If your technical and legally minded you can read about it at Google Patents or the USPTO. The patent covers several seminal Internet technologies that had not yet been fully realized in 1995.
Beside several claims surrounding email protocol and transfer, the patent covers HTML web pages served using data pulled from a relational (SQL) database.
So any company that stores customer or product data and serves it up dynamically to a user with a login is using the IP of this patent. Examples: Login to your online banking account and retrieve your account information, purchase history at Amazon.com, email from Gmail. Vast infringement. While the company was defunct its patent became THE standard for serving up web pages and email communications.

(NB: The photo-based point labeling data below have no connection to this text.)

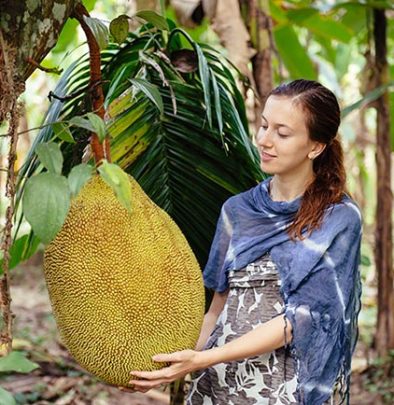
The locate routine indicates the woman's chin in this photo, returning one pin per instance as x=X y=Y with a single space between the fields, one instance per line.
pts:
x=266 y=169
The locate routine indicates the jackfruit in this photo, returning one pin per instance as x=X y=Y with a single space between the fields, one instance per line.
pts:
x=123 y=286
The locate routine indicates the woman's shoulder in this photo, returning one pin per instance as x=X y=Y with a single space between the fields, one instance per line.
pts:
x=243 y=196
x=345 y=212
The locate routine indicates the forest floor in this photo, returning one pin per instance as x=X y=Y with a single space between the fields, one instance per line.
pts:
x=60 y=381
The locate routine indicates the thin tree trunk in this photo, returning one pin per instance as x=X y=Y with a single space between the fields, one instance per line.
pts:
x=384 y=243
x=258 y=21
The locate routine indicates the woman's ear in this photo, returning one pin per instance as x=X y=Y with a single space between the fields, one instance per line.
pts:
x=317 y=150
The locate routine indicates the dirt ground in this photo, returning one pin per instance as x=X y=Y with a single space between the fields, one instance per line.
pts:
x=61 y=381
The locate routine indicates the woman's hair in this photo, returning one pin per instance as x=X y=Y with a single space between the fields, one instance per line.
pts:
x=322 y=121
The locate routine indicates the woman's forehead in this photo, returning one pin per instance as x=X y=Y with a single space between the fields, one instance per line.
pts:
x=283 y=110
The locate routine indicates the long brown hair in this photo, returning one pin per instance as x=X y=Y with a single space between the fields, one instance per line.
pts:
x=322 y=121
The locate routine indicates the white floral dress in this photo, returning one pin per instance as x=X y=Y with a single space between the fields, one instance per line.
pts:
x=268 y=379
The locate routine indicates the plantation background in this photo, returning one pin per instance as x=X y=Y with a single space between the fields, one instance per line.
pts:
x=325 y=40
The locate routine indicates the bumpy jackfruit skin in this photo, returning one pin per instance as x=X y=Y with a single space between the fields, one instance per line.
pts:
x=123 y=286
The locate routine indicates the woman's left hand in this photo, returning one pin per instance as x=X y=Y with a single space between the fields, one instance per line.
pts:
x=183 y=362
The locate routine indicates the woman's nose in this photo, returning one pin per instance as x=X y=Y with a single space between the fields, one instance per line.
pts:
x=263 y=137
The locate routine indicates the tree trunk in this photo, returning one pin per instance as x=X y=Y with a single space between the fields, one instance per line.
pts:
x=28 y=31
x=258 y=22
x=32 y=29
x=384 y=338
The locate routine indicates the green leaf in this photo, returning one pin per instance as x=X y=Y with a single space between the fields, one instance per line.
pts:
x=99 y=30
x=391 y=109
x=294 y=55
x=370 y=96
x=23 y=248
x=98 y=124
x=62 y=131
x=119 y=28
x=327 y=27
x=50 y=156
x=46 y=202
x=82 y=122
x=78 y=176
x=16 y=361
x=205 y=80
x=151 y=91
x=155 y=19
x=6 y=398
x=118 y=180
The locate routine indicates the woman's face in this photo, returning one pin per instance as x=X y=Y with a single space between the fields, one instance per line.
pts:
x=283 y=139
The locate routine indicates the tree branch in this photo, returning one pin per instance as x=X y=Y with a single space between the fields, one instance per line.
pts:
x=100 y=151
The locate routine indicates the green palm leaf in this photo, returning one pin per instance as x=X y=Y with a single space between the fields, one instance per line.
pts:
x=190 y=156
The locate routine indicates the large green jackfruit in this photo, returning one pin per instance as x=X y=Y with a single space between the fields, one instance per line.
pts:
x=123 y=286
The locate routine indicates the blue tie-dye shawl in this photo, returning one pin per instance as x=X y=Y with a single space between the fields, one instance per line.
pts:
x=320 y=286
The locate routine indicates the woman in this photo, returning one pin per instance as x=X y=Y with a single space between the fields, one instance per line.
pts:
x=282 y=326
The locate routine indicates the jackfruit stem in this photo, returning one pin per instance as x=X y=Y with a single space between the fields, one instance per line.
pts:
x=100 y=151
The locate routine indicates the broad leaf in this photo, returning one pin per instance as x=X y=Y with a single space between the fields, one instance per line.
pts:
x=6 y=398
x=98 y=124
x=51 y=157
x=155 y=19
x=82 y=122
x=150 y=91
x=294 y=55
x=23 y=248
x=118 y=180
x=78 y=176
x=186 y=166
x=119 y=28
x=62 y=131
x=46 y=202
x=17 y=362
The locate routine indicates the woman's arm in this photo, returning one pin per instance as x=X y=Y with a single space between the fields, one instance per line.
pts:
x=265 y=338
x=210 y=318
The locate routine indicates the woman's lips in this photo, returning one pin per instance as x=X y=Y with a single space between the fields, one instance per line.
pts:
x=266 y=157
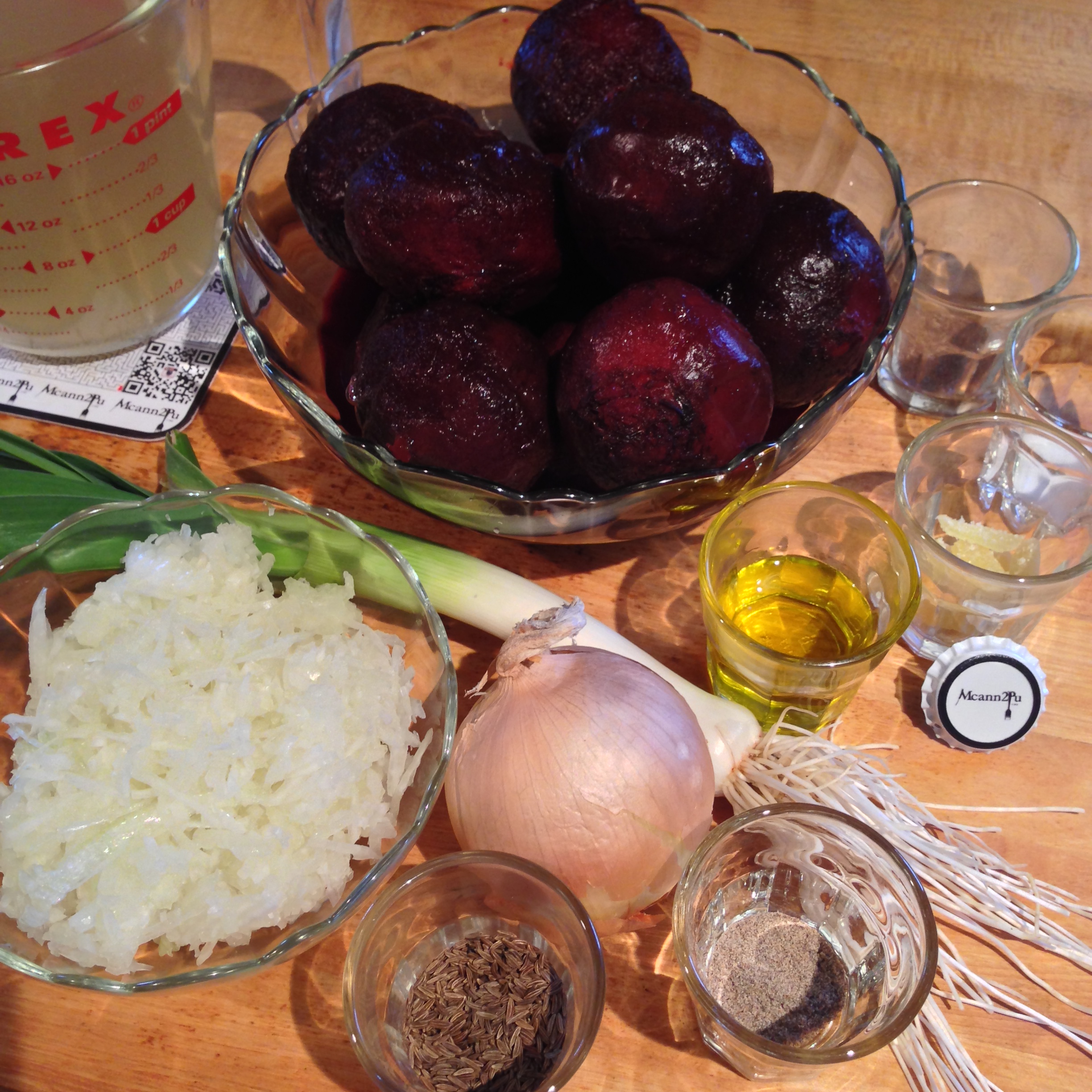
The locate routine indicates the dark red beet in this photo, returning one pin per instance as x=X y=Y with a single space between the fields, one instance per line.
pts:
x=661 y=381
x=347 y=307
x=578 y=54
x=663 y=183
x=813 y=294
x=456 y=387
x=349 y=131
x=448 y=210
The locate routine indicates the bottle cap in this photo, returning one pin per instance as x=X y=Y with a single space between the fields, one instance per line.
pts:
x=984 y=694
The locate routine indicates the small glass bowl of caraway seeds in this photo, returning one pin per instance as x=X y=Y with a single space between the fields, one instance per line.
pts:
x=474 y=971
x=804 y=939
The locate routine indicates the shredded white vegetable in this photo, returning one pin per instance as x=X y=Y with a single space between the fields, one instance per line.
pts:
x=199 y=757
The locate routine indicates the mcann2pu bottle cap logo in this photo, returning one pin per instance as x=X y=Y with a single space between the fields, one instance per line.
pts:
x=984 y=694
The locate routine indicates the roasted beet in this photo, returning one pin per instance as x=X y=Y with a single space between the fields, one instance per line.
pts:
x=578 y=54
x=813 y=294
x=663 y=183
x=349 y=131
x=449 y=210
x=661 y=381
x=456 y=387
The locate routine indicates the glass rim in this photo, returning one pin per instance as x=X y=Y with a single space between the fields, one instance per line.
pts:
x=971 y=422
x=805 y=1056
x=1015 y=342
x=296 y=939
x=1012 y=305
x=402 y=885
x=141 y=13
x=896 y=627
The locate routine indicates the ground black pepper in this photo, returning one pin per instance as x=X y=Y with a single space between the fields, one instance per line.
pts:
x=778 y=976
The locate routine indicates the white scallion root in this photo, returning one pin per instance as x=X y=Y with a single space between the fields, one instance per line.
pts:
x=970 y=887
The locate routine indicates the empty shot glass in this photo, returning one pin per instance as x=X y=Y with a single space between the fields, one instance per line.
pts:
x=988 y=254
x=1047 y=367
x=805 y=587
x=998 y=510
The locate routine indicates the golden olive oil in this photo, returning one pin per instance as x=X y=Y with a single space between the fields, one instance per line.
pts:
x=800 y=608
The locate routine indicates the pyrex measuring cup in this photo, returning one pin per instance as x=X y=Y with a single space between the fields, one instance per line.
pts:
x=110 y=207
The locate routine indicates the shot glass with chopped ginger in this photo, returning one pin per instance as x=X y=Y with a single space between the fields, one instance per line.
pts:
x=998 y=511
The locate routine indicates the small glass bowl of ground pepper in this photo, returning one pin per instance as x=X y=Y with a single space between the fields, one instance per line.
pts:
x=474 y=971
x=804 y=939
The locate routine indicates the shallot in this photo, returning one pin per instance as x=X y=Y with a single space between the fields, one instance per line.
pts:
x=586 y=762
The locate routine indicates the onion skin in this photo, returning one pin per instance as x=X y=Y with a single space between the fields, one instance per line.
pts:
x=591 y=766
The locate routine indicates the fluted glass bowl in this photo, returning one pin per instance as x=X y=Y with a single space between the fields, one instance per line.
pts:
x=278 y=279
x=314 y=543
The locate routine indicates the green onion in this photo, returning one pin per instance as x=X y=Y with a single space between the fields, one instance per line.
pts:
x=50 y=486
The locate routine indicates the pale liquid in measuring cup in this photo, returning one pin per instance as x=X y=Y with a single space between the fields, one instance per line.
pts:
x=110 y=207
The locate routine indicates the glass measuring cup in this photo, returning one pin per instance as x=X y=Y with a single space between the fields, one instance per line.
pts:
x=110 y=205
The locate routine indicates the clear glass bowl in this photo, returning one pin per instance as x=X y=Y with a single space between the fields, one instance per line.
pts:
x=1013 y=476
x=278 y=279
x=988 y=254
x=436 y=906
x=837 y=874
x=315 y=543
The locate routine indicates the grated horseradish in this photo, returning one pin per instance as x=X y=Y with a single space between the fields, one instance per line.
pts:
x=199 y=757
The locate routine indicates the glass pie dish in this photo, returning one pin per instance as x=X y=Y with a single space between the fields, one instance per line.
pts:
x=315 y=543
x=280 y=283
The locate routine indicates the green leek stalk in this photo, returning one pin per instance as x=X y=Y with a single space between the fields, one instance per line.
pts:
x=40 y=488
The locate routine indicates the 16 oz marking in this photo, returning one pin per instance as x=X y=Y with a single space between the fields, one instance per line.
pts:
x=30 y=176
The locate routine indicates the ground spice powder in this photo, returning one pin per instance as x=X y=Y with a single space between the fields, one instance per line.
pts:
x=778 y=976
x=488 y=1013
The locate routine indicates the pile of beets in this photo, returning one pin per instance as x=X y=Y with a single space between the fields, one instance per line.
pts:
x=627 y=301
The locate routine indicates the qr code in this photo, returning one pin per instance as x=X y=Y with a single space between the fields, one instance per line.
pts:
x=170 y=372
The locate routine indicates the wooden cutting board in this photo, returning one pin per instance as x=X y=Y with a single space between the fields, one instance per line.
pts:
x=994 y=90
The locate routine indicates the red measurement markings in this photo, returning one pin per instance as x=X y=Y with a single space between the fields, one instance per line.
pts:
x=30 y=225
x=53 y=313
x=154 y=120
x=177 y=286
x=139 y=170
x=164 y=216
x=29 y=176
x=163 y=256
x=152 y=194
x=124 y=243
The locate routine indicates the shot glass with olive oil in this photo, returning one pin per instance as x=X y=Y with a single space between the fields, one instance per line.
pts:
x=804 y=588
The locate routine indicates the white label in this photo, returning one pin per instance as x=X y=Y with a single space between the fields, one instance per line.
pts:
x=141 y=393
x=990 y=700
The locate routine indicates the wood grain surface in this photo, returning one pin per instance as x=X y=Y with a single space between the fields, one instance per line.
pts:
x=990 y=89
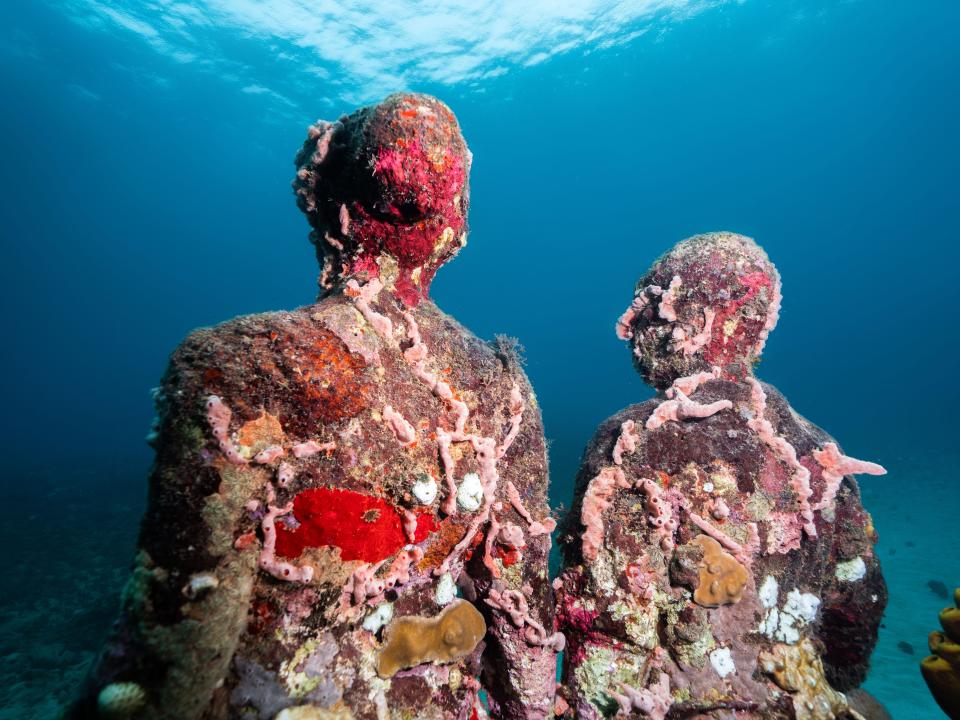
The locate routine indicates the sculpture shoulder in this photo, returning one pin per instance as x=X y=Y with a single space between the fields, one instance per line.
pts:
x=599 y=450
x=804 y=435
x=306 y=366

What happened? Before we could use the assets of Electric Classified to pursue licensing deals we had to put the assets up for public auction. Nathan Myhrvold’s company, Intellectual Ventures, showed up at the auction and purchased the patent at a premium to what we had paid. Dr. Myhrvold is the former CTO of Microsoft and under his leadership Intellectual Ventures had gobbled up a lot of patents in the past few years. Stay tuned for that story…
We made over 10x on the money invested in the transaction but it was the toughest check I ever had to cash.